Em termos políticos o caso de Getúlio Vargas serve de exemplo que potencializa preferências distribuídas por fases variadas de sua longa atuação na cena nacional. Em situações democráticas, eleito, era chamado de Getúlio, ou mesmo de “velhinho” (“o sorriso do velhinho faz a gente trabalhar”, dizia o jingle da campanha de 1950). Já nos turnos ditatoriais, era solenemente Vargas, ou mais grave, Presidente Vargas. Nos braços do povo, quantas vezes não era referido como “Gegê”?! Com igual força ganha relevo outra situação igualmente emblemática, a de Juscelino que em diversas situações passou por vários acolhimentos: só Juscelino, Nonô, JK e sempre Kubistchek pelos adversários.

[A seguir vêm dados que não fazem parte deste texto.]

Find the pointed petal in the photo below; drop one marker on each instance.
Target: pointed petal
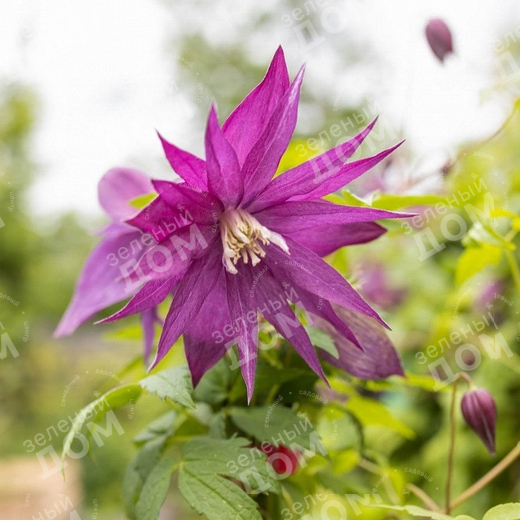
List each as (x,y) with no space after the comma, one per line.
(320,176)
(148,297)
(118,187)
(97,286)
(286,322)
(187,166)
(250,118)
(262,162)
(240,303)
(202,349)
(188,299)
(224,176)
(194,206)
(303,268)
(324,240)
(292,216)
(377,360)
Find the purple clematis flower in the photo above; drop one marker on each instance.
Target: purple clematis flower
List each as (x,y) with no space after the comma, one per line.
(98,285)
(233,242)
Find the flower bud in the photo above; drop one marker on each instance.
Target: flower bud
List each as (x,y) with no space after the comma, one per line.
(439,38)
(480,413)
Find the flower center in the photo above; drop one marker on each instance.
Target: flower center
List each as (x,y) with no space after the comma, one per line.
(243,237)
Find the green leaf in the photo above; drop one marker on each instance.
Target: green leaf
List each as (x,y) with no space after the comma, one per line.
(154,491)
(206,462)
(474,260)
(264,423)
(112,400)
(424,513)
(139,471)
(504,512)
(373,413)
(322,340)
(173,383)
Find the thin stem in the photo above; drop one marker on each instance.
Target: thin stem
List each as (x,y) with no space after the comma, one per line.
(489,476)
(452,446)
(425,498)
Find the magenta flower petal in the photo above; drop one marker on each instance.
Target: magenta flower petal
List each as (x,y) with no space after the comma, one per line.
(292,216)
(250,118)
(118,187)
(187,166)
(149,319)
(285,321)
(265,156)
(297,182)
(224,175)
(191,293)
(202,348)
(147,298)
(324,240)
(377,360)
(480,413)
(303,268)
(240,304)
(97,287)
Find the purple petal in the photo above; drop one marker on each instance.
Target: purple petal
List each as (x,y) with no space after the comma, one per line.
(264,158)
(187,166)
(284,321)
(173,257)
(224,176)
(195,206)
(149,319)
(118,187)
(97,286)
(320,176)
(292,216)
(377,360)
(201,347)
(250,118)
(240,303)
(303,268)
(324,240)
(188,299)
(322,309)
(148,297)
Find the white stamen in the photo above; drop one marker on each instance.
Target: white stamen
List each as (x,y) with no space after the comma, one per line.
(242,236)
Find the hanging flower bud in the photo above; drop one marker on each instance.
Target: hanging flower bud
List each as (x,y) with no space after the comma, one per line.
(480,413)
(439,38)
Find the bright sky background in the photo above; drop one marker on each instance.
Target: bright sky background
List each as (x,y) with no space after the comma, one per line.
(105,80)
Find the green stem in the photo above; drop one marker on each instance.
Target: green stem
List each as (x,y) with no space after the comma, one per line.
(452,447)
(489,476)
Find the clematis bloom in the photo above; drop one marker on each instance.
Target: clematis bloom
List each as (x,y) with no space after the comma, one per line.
(234,242)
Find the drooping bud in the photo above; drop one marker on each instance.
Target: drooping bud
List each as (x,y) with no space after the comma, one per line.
(480,413)
(439,37)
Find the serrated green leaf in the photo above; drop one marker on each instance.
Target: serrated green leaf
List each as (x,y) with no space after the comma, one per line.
(143,200)
(504,512)
(111,400)
(154,491)
(138,472)
(322,340)
(424,513)
(474,260)
(173,383)
(206,466)
(266,423)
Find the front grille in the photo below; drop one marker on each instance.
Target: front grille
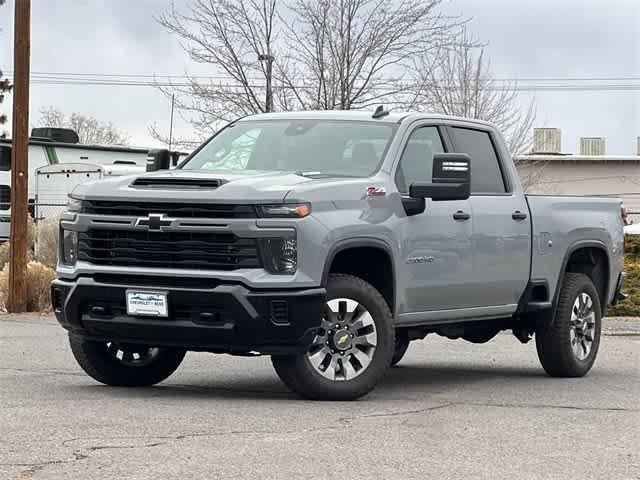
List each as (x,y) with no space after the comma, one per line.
(187,250)
(176,210)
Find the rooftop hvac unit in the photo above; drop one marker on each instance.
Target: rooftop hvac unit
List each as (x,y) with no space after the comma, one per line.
(60,135)
(592,146)
(547,140)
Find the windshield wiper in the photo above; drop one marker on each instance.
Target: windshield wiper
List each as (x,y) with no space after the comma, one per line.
(311,174)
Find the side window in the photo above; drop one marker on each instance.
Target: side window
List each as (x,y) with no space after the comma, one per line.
(486,176)
(416,164)
(5,159)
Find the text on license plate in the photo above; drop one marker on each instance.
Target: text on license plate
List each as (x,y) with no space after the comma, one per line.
(153,304)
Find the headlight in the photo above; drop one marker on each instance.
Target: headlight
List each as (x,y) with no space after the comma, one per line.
(74,204)
(69,247)
(280,255)
(286,210)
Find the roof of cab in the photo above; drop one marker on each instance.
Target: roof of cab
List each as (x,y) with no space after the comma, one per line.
(360,115)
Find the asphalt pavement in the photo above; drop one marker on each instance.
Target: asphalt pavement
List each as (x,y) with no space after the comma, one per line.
(451,410)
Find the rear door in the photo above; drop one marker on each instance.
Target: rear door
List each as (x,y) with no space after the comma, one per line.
(501,235)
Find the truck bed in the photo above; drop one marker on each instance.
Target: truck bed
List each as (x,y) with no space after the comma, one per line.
(561,223)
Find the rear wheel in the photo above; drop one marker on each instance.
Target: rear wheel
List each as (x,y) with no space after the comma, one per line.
(125,365)
(352,349)
(568,346)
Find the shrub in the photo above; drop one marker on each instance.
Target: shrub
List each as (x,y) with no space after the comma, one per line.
(631,306)
(39,278)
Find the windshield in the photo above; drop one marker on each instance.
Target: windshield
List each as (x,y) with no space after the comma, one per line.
(311,147)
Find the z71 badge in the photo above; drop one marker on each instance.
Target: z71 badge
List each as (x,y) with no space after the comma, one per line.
(376,192)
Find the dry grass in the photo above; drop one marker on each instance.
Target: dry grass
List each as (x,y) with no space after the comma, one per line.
(39,278)
(46,248)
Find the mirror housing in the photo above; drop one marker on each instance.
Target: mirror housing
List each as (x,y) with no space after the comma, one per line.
(451,179)
(158,159)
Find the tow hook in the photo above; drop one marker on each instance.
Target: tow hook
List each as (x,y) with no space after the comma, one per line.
(522,334)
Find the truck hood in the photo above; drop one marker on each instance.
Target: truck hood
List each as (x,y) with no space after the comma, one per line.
(200,186)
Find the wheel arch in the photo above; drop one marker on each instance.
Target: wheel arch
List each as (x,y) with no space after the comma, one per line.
(338,262)
(591,258)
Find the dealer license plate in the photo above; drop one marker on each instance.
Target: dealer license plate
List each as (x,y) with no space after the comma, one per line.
(152,304)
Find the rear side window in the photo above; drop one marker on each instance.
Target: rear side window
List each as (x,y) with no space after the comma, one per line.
(486,176)
(5,159)
(416,164)
(5,197)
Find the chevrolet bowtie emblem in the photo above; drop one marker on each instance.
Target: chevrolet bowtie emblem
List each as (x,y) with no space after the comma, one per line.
(155,221)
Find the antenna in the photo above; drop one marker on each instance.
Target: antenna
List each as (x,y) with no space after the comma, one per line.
(380,112)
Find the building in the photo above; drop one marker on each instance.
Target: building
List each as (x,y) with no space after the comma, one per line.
(591,172)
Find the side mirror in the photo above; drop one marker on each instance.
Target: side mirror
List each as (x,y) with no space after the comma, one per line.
(158,159)
(451,179)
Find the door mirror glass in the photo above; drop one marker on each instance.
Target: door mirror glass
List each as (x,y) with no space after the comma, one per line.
(451,179)
(159,159)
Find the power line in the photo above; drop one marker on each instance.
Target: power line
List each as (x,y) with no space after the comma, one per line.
(586,84)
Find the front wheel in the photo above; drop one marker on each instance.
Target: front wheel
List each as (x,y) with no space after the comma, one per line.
(567,347)
(125,365)
(352,349)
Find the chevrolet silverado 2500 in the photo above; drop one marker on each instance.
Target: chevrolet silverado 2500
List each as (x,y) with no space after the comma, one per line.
(329,241)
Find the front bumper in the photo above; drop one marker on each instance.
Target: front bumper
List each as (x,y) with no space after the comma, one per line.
(203,316)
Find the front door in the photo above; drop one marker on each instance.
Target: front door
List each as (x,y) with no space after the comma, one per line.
(436,247)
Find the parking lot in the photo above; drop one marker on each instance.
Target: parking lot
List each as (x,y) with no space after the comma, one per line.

A proposta tem complexidades merecedoras de cuidados: alguns nomes são colocados em observação constante e impõem-se de maneira autoritária, exigindo inclusive, além do registro civil, seja adicionado o sobrenome: José Serra, Fernando Collor de Mello, Sergio Cabral Filho.

ACM (Antônio Carlos Magalhães) e FHC

Na mesma linha, convém colocar os famosos por se conferirem pela sobriedade dos sobrenomes, ou nomes de família: Palocci, Guedes, Meirelles. Todos os ditadores, sem exceção, são identificados pelos sobrenomes: Costa e Silva, Médici, Figueiredo, Maduro, Chaves. É curioso que mesmo alguns eleitos invocam a solenidade do sobrenome: Dutra, Trump, Temer, isso, diga-se, revela cerimônia e distanciamento.

Convém lembrar que há enigmas, casos que serão julgados pela história e assim cita-se por notável o caso de FHC e ACM que, aliás, deixa rastro alongado em seu neto. De toda forma, há de se relevar a importância da memória plenificada de afetos, e, mais que isso como a política revela nossa alma. Aliás, como você se refere ao candidato que vai merecer seu voto?